Injured Vikings RB Peterson seen running sprints at practice facility
In this Sept. 18, 2016, file photo, Minnesota Vikings running back Adrian Peterson warms up before an NFL football game against the Green Bay Packers, in Minneapolis. Vikings running back Adrian Peterson is moving forward in the recovery from surgery on his right knee. Peterson ran some short sprints in the team's indoor facility on Tuesday, Nov. 29, 2016, while the athletic training staff supervised and his teammates went through practice. (AP Photo/Andy Clayton-King, File)
Dave Campbell, The Associated Press
Published Tuesday, November 29, 2016 5:10PM EST
EDEN PRAIRIE, Minn. -- Minnesota Vikings running back Adrian Peterson is moving forward in the recovery from surgery on his right knee.
Peterson was seen running some short sprints in the team's indoor facility on Tuesday, while the athletic training staff supervised and his teammates went through practice on the field. With five games remaining in the regular season, there's no timetable for Peterson's return, but the four-time All-Pro pick could be ready sometime in December.
Coach Mike Zimmer has consistently refused to entertain any speculation about whether the Vikings might have the franchise's all-time leading rusher in the backfield again this year, but when pressed on the topic by reporters he acknowledged that Peterson was "probably ahead of schedule" in his rehabilitation. Zimmer said the running session, which took place during the portion of practice that was open to the media, was not the first for Peterson.
"He looked good to me," cornerback Captain Munnerlyn said. "I'm just amazed at the things that he can do. Other people with that injury, it might take them four to six months, but this guy he's ready to roll. I think he'll be back, and he's definitely going to help this team."

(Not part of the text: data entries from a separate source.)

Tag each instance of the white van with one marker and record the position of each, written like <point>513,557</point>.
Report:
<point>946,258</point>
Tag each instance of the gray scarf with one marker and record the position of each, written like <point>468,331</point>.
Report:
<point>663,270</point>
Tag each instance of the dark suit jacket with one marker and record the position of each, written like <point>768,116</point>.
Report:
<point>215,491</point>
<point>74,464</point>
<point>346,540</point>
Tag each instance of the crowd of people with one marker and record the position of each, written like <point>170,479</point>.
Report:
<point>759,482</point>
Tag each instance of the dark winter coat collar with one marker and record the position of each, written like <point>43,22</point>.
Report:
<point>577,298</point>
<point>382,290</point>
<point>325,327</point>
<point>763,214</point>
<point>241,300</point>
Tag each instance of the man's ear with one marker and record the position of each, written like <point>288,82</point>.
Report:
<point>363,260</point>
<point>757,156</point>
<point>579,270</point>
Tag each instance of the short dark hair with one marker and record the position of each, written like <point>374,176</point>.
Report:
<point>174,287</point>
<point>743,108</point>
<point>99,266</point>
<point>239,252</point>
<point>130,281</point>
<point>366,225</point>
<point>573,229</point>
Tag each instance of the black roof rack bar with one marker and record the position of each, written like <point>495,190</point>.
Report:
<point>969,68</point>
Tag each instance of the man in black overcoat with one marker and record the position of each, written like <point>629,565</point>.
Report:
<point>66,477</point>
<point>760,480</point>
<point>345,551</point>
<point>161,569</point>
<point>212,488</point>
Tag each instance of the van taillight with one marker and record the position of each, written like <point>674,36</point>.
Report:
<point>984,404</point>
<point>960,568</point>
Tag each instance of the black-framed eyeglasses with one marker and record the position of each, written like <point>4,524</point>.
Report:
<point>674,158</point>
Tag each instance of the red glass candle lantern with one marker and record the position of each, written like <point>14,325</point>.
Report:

Peterson previously beat expectations to recover from surgery to repair a torn ACL and MCL in his left knee and joined the Vikings for the 2012 season opener. He went on to rush for 2,097 yards that year and win the NFL MVP award.
The Vikings (6-5) are last in the NFL in rushing with 71.1 yards per game and 2.8 yards per attempt, with particular trouble in short-yardage situations that haunted them in a few of their losses. Even behind an injury-ravaged offensive line that has struggled to open holes all season, adding Peterson to the anemic attack wouldn't hurt. His presence, at least, would be a morale boost for a team desperately trying to stop a slide after a 5-0 start.
"We'll worry about all that when that happens," Zimmer said. "Right now, we have to focus on Dallas."
The Vikings host the league-leading Cowboys (10-1) on Thursday.
Peterson rushed for a paltry 50 yards on 31 carries in two games before tearing his meniscus against Green Bay on Sept. 18 and had surgery four days later. If he were to return for the game against Indianapolis on Dec. 18, that would be a little less than three months from the operation. The rematch with the Packers on the road is on Dec. 24, the five-year anniversary of the ACL and MCL injury to his left knee.
Peterson's teammates were predictably excited, speaking with more certainty than hope.
"He looked good, and it kind of caught me off guard," left guard Alex Boone said. "We were doing a little walkthrough, and he was running around. We look forward to his return."
Munnerlyn and safety Harrison Smith, both dealing with ankle injuries, returned to practice on a limited basis on Tuesday. So did linebacker Chad Greenway after the birth of his daughter. Linebacker Eric Kendricks (hip), wide receiver Stefon Diggs (knee), quarterback Sam Bradford (ankle) and defensive end Everson Griffen (shoulder) were limited participants but should also be good to go for Thursday. Center Joe Berger (concussion) and punt returner Marcus Sherels (ribs) are the two key players likely to miss the game.